Even watching the white dot vanish after the TV was clicked off gave us a pleasurable chill.
Our on-demand world also blunts the tingle of anticipation, which is maybe why vinyl and turntables have made their modest comeback in recent years. Savoring the spit, hiss and pop of needle on vinyl is like relishing the predatory rumble of a hot rod before it peels out and lays rubber.
One of the shrewd things the rock band Gaslight Anthem did on its 2008 album “The ’59 Sound” was pepper it with vintage rasp and buzz: a punk squall that defies tame audiophile decorum.
And, as with the TV, the phonograph required touch: the piling of slick 45s on the spindle, blowing dust off the needle, taping a penny to the tone arm to keep that needle from skittering and skipping.
My radio needed the human touch, too. As I listened to Boston Red Sox night games, I’d grip the radio like a vise, its hot, orange guts stinging my hand; my skin would lobster up, but I didn’t care, because I could hear the game better. (That radio, a yellowing white Sylvania, also hummed constantly, kind of like the ringing in your ears hours after a Metallica concert.)

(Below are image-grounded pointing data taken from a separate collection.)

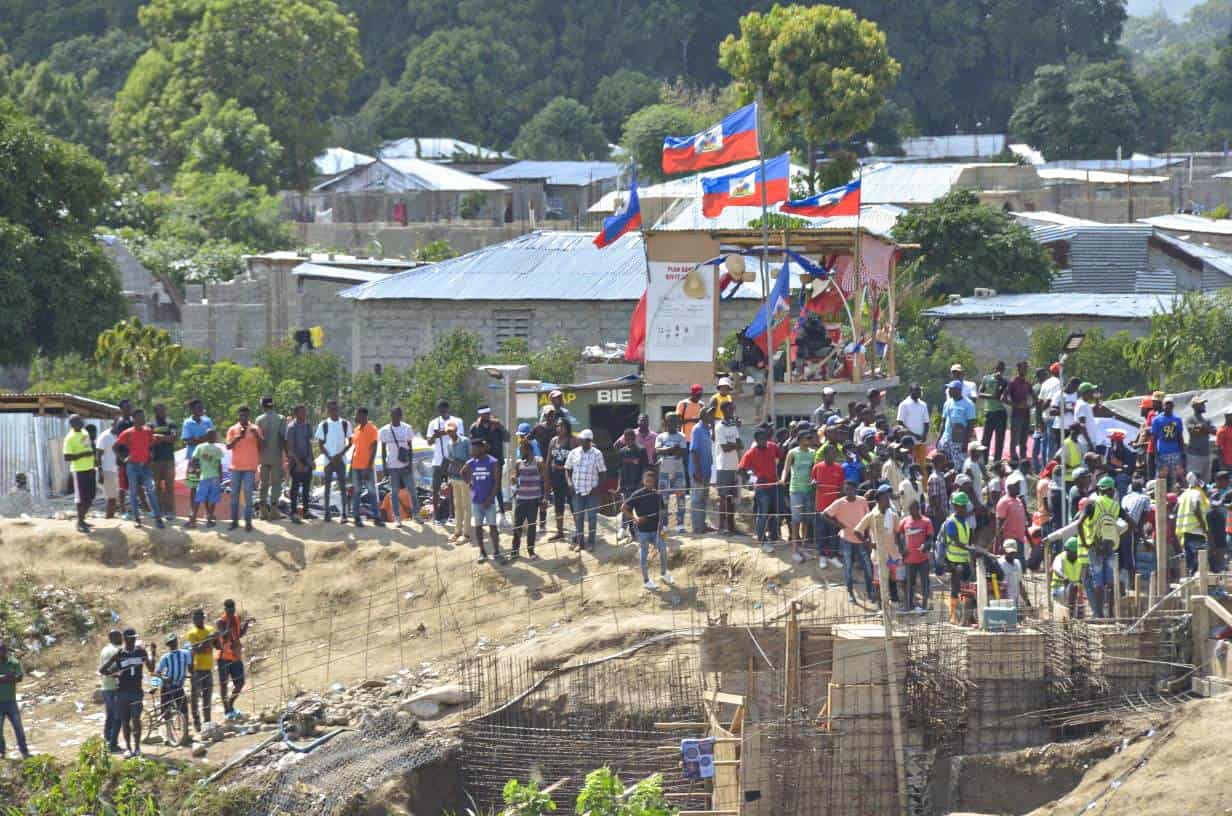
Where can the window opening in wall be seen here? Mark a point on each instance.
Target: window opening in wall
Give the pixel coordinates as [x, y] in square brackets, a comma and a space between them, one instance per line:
[513, 323]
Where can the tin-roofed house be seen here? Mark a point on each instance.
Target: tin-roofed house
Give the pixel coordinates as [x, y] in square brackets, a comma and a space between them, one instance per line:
[536, 286]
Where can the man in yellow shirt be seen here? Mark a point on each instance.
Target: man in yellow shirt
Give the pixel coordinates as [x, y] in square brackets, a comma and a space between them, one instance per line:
[202, 640]
[79, 454]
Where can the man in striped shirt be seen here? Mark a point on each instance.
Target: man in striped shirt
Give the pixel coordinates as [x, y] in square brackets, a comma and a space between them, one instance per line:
[173, 667]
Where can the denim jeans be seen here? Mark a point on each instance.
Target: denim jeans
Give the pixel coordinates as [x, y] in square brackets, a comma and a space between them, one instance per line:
[402, 477]
[763, 507]
[643, 541]
[585, 508]
[9, 711]
[851, 551]
[111, 718]
[141, 476]
[361, 477]
[697, 499]
[668, 483]
[242, 481]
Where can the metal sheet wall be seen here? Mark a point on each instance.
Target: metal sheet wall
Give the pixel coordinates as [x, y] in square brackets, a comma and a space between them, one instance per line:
[32, 445]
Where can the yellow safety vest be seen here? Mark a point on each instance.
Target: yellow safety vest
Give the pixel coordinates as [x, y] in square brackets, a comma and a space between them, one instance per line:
[1072, 571]
[1106, 510]
[954, 554]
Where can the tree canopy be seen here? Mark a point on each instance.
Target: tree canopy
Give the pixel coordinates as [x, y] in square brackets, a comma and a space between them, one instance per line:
[288, 61]
[57, 287]
[823, 72]
[563, 130]
[965, 244]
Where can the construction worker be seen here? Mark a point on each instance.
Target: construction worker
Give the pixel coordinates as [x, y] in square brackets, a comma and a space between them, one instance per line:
[956, 535]
[1099, 536]
[1067, 572]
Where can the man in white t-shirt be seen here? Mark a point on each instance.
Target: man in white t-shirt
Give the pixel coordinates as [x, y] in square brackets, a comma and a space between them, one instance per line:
[396, 445]
[109, 471]
[727, 466]
[439, 438]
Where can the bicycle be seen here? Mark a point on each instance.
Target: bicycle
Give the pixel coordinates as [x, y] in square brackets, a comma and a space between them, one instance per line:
[171, 718]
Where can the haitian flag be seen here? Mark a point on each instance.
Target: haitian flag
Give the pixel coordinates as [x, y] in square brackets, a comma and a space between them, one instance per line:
[835, 201]
[733, 139]
[625, 220]
[744, 189]
[776, 316]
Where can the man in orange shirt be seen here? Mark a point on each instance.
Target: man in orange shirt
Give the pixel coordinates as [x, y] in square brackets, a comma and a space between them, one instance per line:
[231, 656]
[1223, 441]
[244, 443]
[364, 456]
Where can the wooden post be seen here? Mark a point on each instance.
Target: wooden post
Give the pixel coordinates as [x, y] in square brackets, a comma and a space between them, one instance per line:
[1161, 577]
[981, 586]
[791, 662]
[892, 679]
[1204, 571]
[397, 602]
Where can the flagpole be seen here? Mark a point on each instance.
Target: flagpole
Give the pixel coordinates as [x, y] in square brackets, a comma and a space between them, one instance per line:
[765, 269]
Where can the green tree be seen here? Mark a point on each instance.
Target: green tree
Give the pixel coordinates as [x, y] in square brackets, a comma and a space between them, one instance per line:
[473, 77]
[619, 95]
[823, 70]
[1084, 112]
[965, 244]
[267, 56]
[563, 130]
[644, 132]
[224, 136]
[57, 287]
[141, 354]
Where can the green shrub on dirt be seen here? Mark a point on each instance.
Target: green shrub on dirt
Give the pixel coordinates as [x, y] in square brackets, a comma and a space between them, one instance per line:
[104, 785]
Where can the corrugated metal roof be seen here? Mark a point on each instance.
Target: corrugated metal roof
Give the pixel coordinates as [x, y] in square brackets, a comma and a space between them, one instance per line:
[559, 174]
[1097, 176]
[1136, 163]
[1103, 258]
[340, 274]
[1183, 222]
[686, 216]
[335, 160]
[413, 174]
[957, 146]
[1055, 305]
[437, 149]
[541, 265]
[908, 184]
[1211, 258]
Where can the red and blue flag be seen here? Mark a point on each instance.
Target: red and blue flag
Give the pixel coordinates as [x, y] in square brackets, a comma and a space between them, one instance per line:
[625, 220]
[733, 139]
[835, 201]
[744, 189]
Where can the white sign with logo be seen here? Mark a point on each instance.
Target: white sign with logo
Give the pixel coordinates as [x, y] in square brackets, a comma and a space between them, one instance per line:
[680, 313]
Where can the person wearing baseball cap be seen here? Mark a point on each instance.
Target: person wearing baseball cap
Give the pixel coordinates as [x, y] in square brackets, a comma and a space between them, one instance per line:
[955, 534]
[1067, 577]
[1167, 430]
[1099, 536]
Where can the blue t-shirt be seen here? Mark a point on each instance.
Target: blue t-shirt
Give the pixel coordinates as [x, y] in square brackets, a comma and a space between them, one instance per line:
[194, 428]
[483, 478]
[1167, 430]
[701, 452]
[957, 412]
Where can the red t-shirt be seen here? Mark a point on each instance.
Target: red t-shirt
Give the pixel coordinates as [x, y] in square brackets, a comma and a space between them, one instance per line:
[1223, 439]
[829, 483]
[915, 534]
[138, 440]
[764, 464]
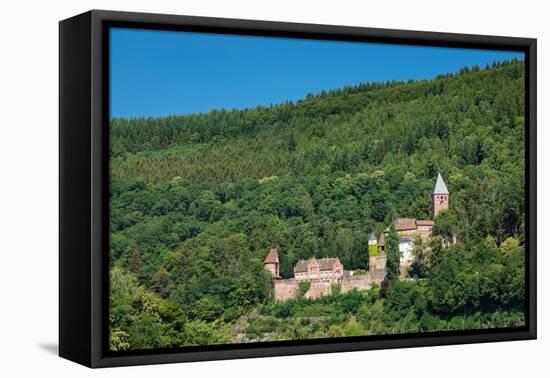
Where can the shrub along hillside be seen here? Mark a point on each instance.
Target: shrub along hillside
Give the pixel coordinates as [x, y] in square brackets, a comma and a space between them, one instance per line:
[198, 200]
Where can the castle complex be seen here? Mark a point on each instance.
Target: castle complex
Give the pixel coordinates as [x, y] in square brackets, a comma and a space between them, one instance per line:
[324, 273]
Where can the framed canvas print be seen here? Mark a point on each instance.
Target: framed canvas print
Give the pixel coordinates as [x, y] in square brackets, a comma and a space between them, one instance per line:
[234, 188]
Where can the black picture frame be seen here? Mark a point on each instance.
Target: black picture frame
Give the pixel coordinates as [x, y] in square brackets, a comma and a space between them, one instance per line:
[83, 182]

Then there was the utter delight of reeling in a far-away station late at night: from Montreal, from Wheeling, from Nashville. Even more bewitching were the otherworldly soundscapes to be found between station stops: eeps and boops, trills and squeals, shrill dronings from the ether that maybe signaled an alien invasion, or first contact with another galaxy.
And, to return to the blizzards of television, even better were the Saturday nights when Sis and I babysat for our little brothers. At 1 or 2 in the morning, we’d find a station that’d signed off (back when channels actually dared abandon the air for a few hours), that slept in snow mode. We’d then stare at the spectral black-and-white storm — giggling, trying to scare each other — seeking demons, poltergeists, radioactive beasts. All of it good, low-def fun, even better than counting the cars that zipped by on Route 125 or trying to make wooly-bear caterpillars race each other.
It makes me grin to think about those late nights now, and that’s why, when it comes to TV, I still say, “Let it snow, let it snow, let it snow!”